Brigsby Bear Review

Brigsby Bear
James Pope (Mooney) is obsessed with retro fantasy TV series Brigsby Bear, feverishly collecting merchandise and hoarding VHS tapes. Then he discovers that the show has been made especially for him, and his world comes crumbling down.

by Nick de Semlyen |
Published on
Release Date:

08 Dec 2017

Running Time:

97 minutes

Certificate:

15

Original Title:

Brigsby Bear

Through strange serendipity, December is bringing not one but two films about a peculiar man with bad hair who embarks on making a film with the support of some bemused strangers. There’s James Franco’s The Disaster Artist, about real-life hulking auteur Tommy Wiseau, which was inspired by cinematic disaster The Room. But an even more bonkers tale is Brigsby Bear, which, in another bit of strange serendipity, has some similarities with cinematic non-disaster Room. It’s the story of an abductee who is released from the clutches of the cultish couple who took him as a child, and who tries to adapt back to normal society by making a DIY movie about a magical bear.

There are flashes of magic here.

Unlike Room, it’s unlikely to get Oscar nominations. But the film can’t be accused of being derivative — it walks its own weird, sometimes unsettling, sometimes curiously touching path, and it’s hard to guess where the hell it’s going. One of the biggest surprises is its pedigree, with the team behind Lonely Island (Hot Rod and last year’s Popstar: Never Stop Never Stopping) credited as producers and Saturday Night Live contributor Dave McCary in the director’s chair.

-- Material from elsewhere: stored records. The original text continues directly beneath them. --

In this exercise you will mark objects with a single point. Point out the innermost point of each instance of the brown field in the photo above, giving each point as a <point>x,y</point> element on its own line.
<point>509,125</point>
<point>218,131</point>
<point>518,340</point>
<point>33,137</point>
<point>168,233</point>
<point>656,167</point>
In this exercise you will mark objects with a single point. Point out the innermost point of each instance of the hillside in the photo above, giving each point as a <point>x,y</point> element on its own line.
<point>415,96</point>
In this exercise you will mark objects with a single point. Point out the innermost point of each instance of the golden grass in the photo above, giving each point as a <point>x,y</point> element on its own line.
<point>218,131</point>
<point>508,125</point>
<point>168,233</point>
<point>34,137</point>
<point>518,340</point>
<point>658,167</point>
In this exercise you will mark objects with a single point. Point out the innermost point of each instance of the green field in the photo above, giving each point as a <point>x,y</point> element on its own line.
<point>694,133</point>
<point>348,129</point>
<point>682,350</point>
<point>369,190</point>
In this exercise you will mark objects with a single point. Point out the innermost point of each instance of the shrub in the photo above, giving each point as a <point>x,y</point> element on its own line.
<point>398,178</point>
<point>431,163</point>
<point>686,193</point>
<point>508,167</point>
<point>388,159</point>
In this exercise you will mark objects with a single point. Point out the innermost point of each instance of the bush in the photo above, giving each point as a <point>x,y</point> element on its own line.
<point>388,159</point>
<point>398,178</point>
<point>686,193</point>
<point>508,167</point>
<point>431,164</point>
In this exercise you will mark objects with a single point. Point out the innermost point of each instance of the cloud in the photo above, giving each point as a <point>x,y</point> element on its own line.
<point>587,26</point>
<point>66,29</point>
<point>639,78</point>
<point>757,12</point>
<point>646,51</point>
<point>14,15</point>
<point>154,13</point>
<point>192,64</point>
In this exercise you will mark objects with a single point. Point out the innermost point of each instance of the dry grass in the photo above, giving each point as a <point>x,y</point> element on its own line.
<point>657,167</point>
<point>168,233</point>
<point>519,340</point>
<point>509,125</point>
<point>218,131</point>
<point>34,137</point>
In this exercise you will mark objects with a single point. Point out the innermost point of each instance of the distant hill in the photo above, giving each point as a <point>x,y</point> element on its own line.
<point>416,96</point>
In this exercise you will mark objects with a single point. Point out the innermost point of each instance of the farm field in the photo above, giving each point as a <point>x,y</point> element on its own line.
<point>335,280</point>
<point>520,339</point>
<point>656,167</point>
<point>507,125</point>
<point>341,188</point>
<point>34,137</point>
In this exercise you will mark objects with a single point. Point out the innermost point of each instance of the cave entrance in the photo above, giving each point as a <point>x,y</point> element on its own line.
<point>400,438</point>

Those credits suggest a wacky, knockabout comedy, but Brigsby Bear is actually a carefully paced character piece that’s tinged with sadness. The early scenes set out the dynamic between scraggy, Napoleon Dynamite-y lead character James (Kyle Mooney), and the older pair who are keeping him shut up in their bunker, played by Mark Hamill (still rocking his Last Jedi beard) and Jane Adams. There are funny details — the three shake hands before eating their meals — but nothing is played explicitly for laughs, and you sense a real bond between them all, even as small touches (including a poster that declares, “CURIOSITY IS AN UNNATURAL EMOTION”) hint at the brainwashing that’s going on.

Brigsby

This is also where Brigsby is introduced. To keep James busy and enforce certain messages, his faux-parents have created a long-running fake TV show about a human-sized bear who travels through time and space on cosmic adventures. The few sequences we see from this show are far and away the highpoints of Brigsby Bear: surreal, deliberately crude and full of bizarre texture. Seemingly inspired by religious American kids’ shows from the 1980s such as Gospel Bill and Prayer Bear, the lo-fi footage is psychedelically unhinged, with magical crystals and a villain named Sunsnatcher who looks as if he would hang out with the moon from The Mighty Boosh.

That stuff is truly original and excellently executed, but over far too quickly. And once James is released from captivity and enters the real world, Brigsby Bear loses its way, dropping the edginess and becoming yet another schmaltzy bunch-of-oddballs-making-a-DIY-film story in the vein of Me And Earl And The Dying Girl or Be Kind Rewind. Even within the weird rules of this world, it rings false that everyone would get on board so unhesitatingly with James’ bizarre mission to make a Brigsby movie. And the visual imagination that boosts the opening sequences peters out as the story continues. Frankly, it needed more bear.

If it doesn’t quite sustain its initial promise, at least it’s a very promising directing debut for McCary. There are flashes of magic here, and not just in the bits involving Sunsnatcher’s crystals.

A film about a cult that might well attract a cult following itself. But it’s only moderately successful, with the early scenes hinting at a bolder, more satisfying tale that could have been.